Tamu App Offers Group Bookings, Pre-Paid Orders for Restaurants

Tamu allows customers to reserve a table and to order and pay ahead for their meais.

UK-based Tamu  launches a dining app that incorporates the entire customer journey, from discovery to reservations and pre-ordering to payments. This includes event creation at the restaurant, group ordering with guests and splitting bills, all with low commission fees. Restaurants pay nothing in advance and commissions are only taken from guaranteed bookings.

Tamu partner restaurants can turn over tables quickly in peak hours reducing total waiting times by up to 30 minutes per table, while offering customers a group booking facility. This ranges from individual bookings to groups of two upwards and opens up corporate, meeting, family and friendship bookings.
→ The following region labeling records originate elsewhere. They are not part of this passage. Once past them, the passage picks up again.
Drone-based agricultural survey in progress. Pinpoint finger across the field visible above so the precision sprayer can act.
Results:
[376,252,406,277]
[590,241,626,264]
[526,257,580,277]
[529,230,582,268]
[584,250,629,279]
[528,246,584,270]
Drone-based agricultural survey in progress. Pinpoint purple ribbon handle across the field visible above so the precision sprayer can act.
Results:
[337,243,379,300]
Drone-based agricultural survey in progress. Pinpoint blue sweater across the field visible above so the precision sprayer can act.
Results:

Tables are booked in advance and restaurants can start preparing food to be ready for their customer’s arrival. The order is already paid for so there are no lost revenues due to no-shows.
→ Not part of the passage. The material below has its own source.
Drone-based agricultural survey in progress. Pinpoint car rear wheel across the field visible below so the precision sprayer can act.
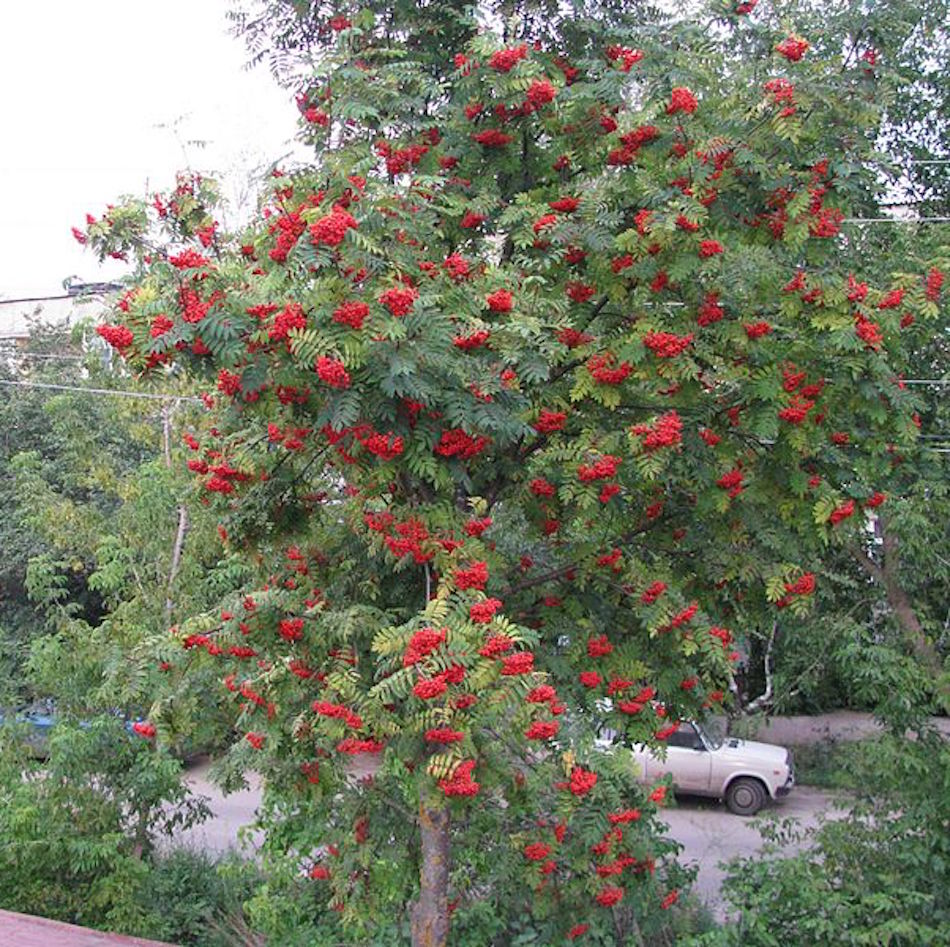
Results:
[726,776,768,815]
From the customer perspective, Tamu allows anyone to dine out wait-free by ordering ahead, reserving tables and paying in advance at the touch of a button. Friends can be invited to join the booking easily, meaning all diners have to do is turn up, eat and go. No waiting for service, no waiting for bills, in fact – no waiting.

According to the 2019 Plan to Plate report; 56% of customers already look at the food and drinks menu before arriving at a venue and 42% know what they want to have before they arrive. 47% of consumers are already interested in pre-ordering if the option was available.
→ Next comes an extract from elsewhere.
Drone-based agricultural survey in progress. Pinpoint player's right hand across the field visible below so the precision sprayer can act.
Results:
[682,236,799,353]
No-shows account for 5-20% of total restaurant bookings across the UK, costing venues thousands per month, according to Tamu. Tamu removes the risk by delivering guaranteed bookings with orders paid for in advance.

Costs are also minimised by removing the traditional subscription fees and high commissions, instead Tamu takes a 3.6% commission on orders plus Stripe fees, which secures daily payouts.